What does a day at CloudBees look like for you?
We always look at open source software first at CloudBees. CloudBees is the company behind Jenkins—a hugely successful open source project. We realize that the quality of software reflects the quality of the community behind it. Notice I said “community” and not “development team.” In open source, there are certainly core contributors, but open source projects are living organisms that are continually shifting and evolving. A great open source project, like Jenkins, attracts brilliant contributors. Those contributors make the software better. Without community a technology will die. We understand that and look for tools and technology that are attracting and nurturing talented humans.

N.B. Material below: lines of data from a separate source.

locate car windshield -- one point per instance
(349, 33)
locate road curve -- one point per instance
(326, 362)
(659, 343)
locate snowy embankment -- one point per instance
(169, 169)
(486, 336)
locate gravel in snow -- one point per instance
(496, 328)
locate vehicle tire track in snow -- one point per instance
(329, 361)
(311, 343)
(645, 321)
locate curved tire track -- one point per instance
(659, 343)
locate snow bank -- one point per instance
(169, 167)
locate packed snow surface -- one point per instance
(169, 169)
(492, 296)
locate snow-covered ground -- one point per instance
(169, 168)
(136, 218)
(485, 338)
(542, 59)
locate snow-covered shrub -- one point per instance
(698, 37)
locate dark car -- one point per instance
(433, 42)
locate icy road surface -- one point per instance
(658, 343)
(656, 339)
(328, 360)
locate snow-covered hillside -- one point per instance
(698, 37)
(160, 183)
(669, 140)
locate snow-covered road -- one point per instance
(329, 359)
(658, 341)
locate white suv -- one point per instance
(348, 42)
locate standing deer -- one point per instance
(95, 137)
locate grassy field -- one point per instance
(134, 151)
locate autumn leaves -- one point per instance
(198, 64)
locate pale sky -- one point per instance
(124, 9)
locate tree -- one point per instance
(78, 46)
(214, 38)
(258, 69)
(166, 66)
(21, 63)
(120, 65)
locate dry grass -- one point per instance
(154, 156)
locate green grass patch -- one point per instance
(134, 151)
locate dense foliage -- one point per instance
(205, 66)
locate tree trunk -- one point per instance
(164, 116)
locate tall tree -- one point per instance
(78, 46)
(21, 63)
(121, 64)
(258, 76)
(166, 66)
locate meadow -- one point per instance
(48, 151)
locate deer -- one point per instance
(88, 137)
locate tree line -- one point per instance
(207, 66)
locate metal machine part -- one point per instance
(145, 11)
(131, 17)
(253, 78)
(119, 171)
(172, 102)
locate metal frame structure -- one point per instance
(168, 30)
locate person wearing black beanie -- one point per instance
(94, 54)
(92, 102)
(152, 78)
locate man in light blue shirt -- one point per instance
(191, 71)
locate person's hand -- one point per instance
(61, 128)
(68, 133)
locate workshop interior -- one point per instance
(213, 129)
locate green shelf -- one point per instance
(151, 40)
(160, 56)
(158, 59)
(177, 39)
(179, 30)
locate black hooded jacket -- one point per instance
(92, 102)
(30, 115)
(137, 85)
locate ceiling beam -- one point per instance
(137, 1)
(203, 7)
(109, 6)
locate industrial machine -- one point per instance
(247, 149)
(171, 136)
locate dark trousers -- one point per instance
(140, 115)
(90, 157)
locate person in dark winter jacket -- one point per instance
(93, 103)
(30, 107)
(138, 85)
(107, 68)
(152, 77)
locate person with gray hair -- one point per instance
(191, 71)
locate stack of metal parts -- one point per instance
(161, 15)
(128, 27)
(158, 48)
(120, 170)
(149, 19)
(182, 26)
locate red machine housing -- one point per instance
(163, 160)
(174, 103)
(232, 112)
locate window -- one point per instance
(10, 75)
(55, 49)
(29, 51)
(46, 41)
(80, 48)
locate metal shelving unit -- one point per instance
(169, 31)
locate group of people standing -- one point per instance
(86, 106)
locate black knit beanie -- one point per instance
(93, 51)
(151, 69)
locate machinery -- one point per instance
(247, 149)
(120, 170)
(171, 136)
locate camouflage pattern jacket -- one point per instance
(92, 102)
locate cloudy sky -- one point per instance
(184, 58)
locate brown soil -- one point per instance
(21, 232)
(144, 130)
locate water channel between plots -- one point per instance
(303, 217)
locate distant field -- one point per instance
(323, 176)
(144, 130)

Internally, we use open source patterns of development. Individuals are encouraged to contribute to internal projects, submit pull requests, and in general solve problems directly by writing code. CloudBees loves code—we are skeptical of designs and plans. Designs and plans are great starters, but the programmers at CloudBees respect working code more than anything. We’re all very much sold on the open source way of building software. There’s no question that it results in higher quality, better fitting technology. It goes faster as well.

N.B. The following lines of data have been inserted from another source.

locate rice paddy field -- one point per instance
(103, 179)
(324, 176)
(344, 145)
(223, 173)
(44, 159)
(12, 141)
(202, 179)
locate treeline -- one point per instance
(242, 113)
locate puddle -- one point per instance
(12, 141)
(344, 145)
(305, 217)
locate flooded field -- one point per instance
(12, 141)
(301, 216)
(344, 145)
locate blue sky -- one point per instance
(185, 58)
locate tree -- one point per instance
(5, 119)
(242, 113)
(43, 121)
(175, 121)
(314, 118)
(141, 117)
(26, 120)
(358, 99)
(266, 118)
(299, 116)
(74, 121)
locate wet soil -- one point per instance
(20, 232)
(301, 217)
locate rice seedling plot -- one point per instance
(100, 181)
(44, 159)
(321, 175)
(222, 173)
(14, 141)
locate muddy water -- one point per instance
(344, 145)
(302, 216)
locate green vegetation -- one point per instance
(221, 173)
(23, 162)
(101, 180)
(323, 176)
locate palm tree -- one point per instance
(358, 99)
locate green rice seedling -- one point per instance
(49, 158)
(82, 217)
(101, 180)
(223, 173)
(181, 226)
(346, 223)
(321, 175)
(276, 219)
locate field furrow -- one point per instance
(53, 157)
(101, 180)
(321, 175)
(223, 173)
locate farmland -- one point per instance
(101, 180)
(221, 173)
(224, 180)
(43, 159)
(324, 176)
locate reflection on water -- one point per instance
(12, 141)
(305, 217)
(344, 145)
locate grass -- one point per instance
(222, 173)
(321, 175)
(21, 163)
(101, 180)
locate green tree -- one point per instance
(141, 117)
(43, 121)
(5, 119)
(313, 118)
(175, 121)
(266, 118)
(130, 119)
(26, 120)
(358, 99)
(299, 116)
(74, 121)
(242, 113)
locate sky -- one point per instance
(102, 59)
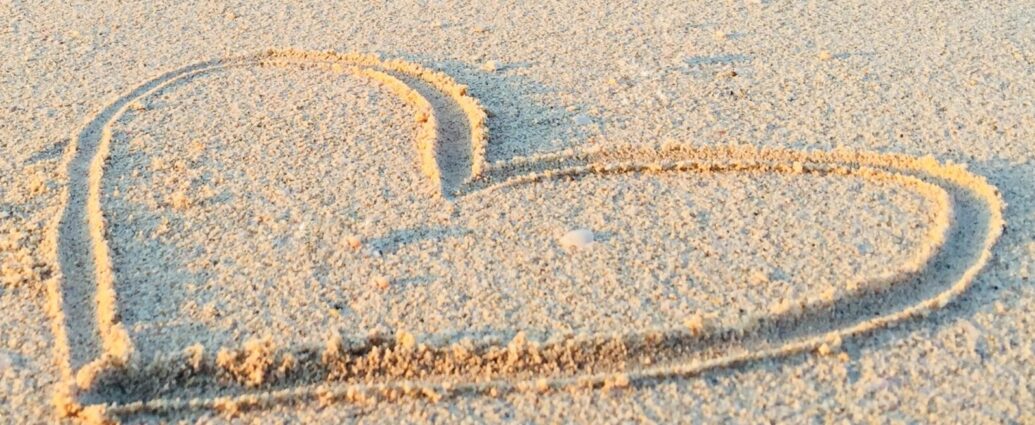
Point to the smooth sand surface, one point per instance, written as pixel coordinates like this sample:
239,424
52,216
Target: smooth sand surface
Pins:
195,229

Your session at OSCON will have a clear goal, to teach the audience to develop a massively scalable HTTP server and learn all about Erlang.
What type of developers should attend?
People are interested in Erlang and the tutorial is a great way to see how working software is built in the language. The tutorial slot is of course too short to walk away with deep knowledge, but seeing how stuff is built in a live context where you can ask questions and interact with the teacher is invaluable. If you’re curious about Erlang, come to this session—it doesn’t matter what your specialty is. The focus will be on the Tao of Erlang—how it works and why it’s important.
I absolutely love to teach. Really, I think everyone does—it’s about sharing the things you’re passionate about and who doesn’t do this naturally? I try hard to keep the big picture front-and-center. E.g. knowing what pattern matching is in Erlang is one thing. But knowing how pattern matching changes the way you program and improves software quality—that is powerful. If I can get some brain bits to flip—get some “ahhh, that’s really cool” moments with folks, I’ll have my endorphin release for the day.
Any final thoughts you would like to share? A sneak preview into your talk?
Anyone attended either the session talk or the tutorial should be prepared to learn some pretty amazing things about building software in general. Erlang is a very unique language and the topics that differentiate it are important to programmers. Process isolation, system orientation, fault detection and recovery, distribution—these are central to Erlang’s identify. That’s not true of any other programming language that I’m aware of. Ironically, everyone’s talking about these topics *outside* the language tier—operating systems, VMs, containers, cloud, etc. Erlang had this 20 years ago inside the language. Even if you don’t pick up Erlang, knowing how it approaches the programming model will be useful in thinking about programs in other languages.
Of course, I hope people pick up Erlang as well.